Pediatricians must be able to communicate well with children.
i Thinkstock Images/Comstock/Getty Images

Pediatricians perform basic and advanced medical services for children from birth until the early adult years. These doctors have a unique opportunity to build the respect and friendship of parents as they treat the illnesses of their precious children. While this position pays very well and is held in high esteem by many, there are certainly pitfalls and challenges to performing these critical duties. In particular, the working conditions of a pediatrician have good and bad points.
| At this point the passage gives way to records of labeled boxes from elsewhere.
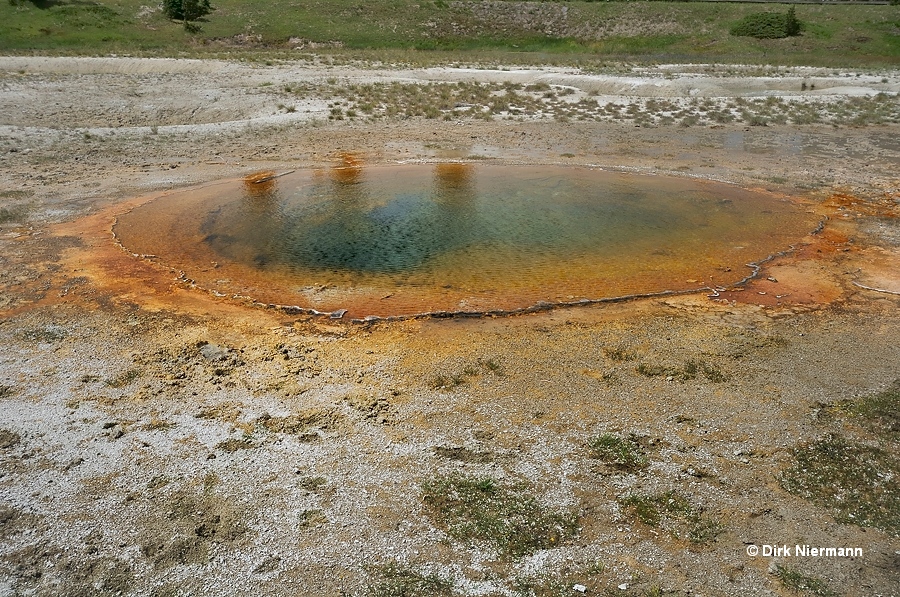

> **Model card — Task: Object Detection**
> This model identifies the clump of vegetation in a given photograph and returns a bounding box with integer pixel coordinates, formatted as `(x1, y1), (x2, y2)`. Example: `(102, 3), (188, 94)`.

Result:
(603, 346), (635, 362)
(368, 561), (453, 597)
(216, 437), (254, 452)
(428, 359), (502, 390)
(619, 491), (725, 544)
(837, 379), (900, 439)
(731, 6), (801, 39)
(635, 359), (728, 383)
(163, 0), (212, 22)
(780, 435), (900, 537)
(19, 325), (69, 342)
(422, 475), (578, 558)
(105, 369), (141, 388)
(775, 564), (837, 597)
(589, 433), (650, 471)
(0, 206), (25, 224)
    Pediatricians, specialists needing a high concentration of potential clients due to the nature of the position, often establish a practice in an urban area. The New York City metropolitan area, for example, led the nation in 2012 with 1700 pediatricians. It is common for these doctors to share a practice with a group of general pediatricians or specialists. Some pediatricians establish their practice inside a general or children's hospital. Few pediatricians practice in rural areas unless on a rotation schedule within a general medical practice.

Office Dynamics

    Pediatric clinics are designed to meet the medical and emotional needs of children and young adults. The office setting will typically have bright, colorful decorations. The office will often have a sequestered section for ill children to wait, away from another section for healthy children waiting for a well visit. There may be televisions, video games and books or toys in these rooms to keep the children entertained, and to help relieve their anxiety from coming to the office. These factors along with the propensity for ill or hurt children to cry often results in a very noisy office.

Typical Work Day

    Pediatricians often work 60-hour weeks or more, meeting children and parents and diagnosing conditions. They are typically on call at all times to assist in emergency or preoperative hospital visits for their established clients, although they may make arrangements with colleagues within their practice to perform this on a rotating basis. Pediatricians typically have a full schedule of patients throughout a day, seeing them back-to-back with little time between them. They have some time to review charts and research conditions and medicine as needed between patients and will also perform some of this preparation before and after their office hours. It is common to see children with substantial injuries ranging from cuts and bruises to broken bones. There is frequent exposure to the bodily fluid of sick and injured children throughout a work day as well.

Other Considerations

    Working with children and their parents can be a stressful challenge. Children often resist medical procedures and taking medicine. Pediatricians must develop skill in talking to children and their parents to diagnose and treat their illnesses. Conflicts with overprotective parents demanding certain treatments, such as prescribing antibiotics, can lead to anxiety. In a small clinic, assisting in paperwork, billing and collections can become a sizable part of the job. Compliance with federal regulations dealing with privacy and paperwork documentation can also cause job stress. Seeking a balance between seeking appropriate and useful treatments and the fear of litigation can be a sizable challenge as well.